The origin of the “ghost lineage” of tardigrades remains somewhat occluded, and it’s hard to make statements about its deep history. We have access to living tardigrades, but we only knew about two fossils total until late last week. “Scientists know where tardigrades broadly fit in the tree of life, that they are related to arthropods, and that they have a deep origin during the Cambrian Explosion. The problem is that we have this extremely lonely phylum with only three named fossils. Most of the fossils from this phylum are found in amber but, because they’re small, even if they are preserved it may be really difficult to see them,” said senior author Javier Ortega-Hernández. The new waterbear on the block is presented as the type specimen for a new genus and species: Paradoryphoribius chronocaribbeus.

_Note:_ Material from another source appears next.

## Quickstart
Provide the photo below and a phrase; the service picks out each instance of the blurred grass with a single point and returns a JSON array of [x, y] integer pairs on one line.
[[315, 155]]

At half a millimeter long, the new tardigrade was large enough for its macro-features to be visible using a light microscope. Beyond that level of detail, the fossil’s insides were too muddled for the scientists to make sense of them using regular microscopes. However, in a happy coincidence, chitin lights up under a confocal laser microscope. Using its much higher magnification, the researchers captured key features of the fossil tardigrade’s “bucco-pharyngeal apparatus and foregut.”
There are a couple distinct kinds of waterbears; one, the “eutardigrade,” is referred to as “naked” because its outer layer is smooth, like skin. The other kind, “heterotardigrades,” makes chitinous plates like a panzerbjorn’s armor. This one is a eutardigrade, with a smooth outer layer. The scientists also got close-ups of its snout, belly and claws. Once finished with its vanity shoot, the fossil made its way to its new home at the American Museum of Natural History.
“The discovery of a fossil tardigrade is truly a once-in-a-generation event,” said Barden. “What is so remarkable is that tardigrades are a ubiquitous ancient lineage that has seen it all on Earth, from the fall of the dinosaurs to the rise of terrestrial colonization of plants. Yet, they are like a ghost lineage for paleontologists with almost no fossil record. Finding any tardigrade fossil remains is an exciting moment where we can empirically see their progression through Earth history.”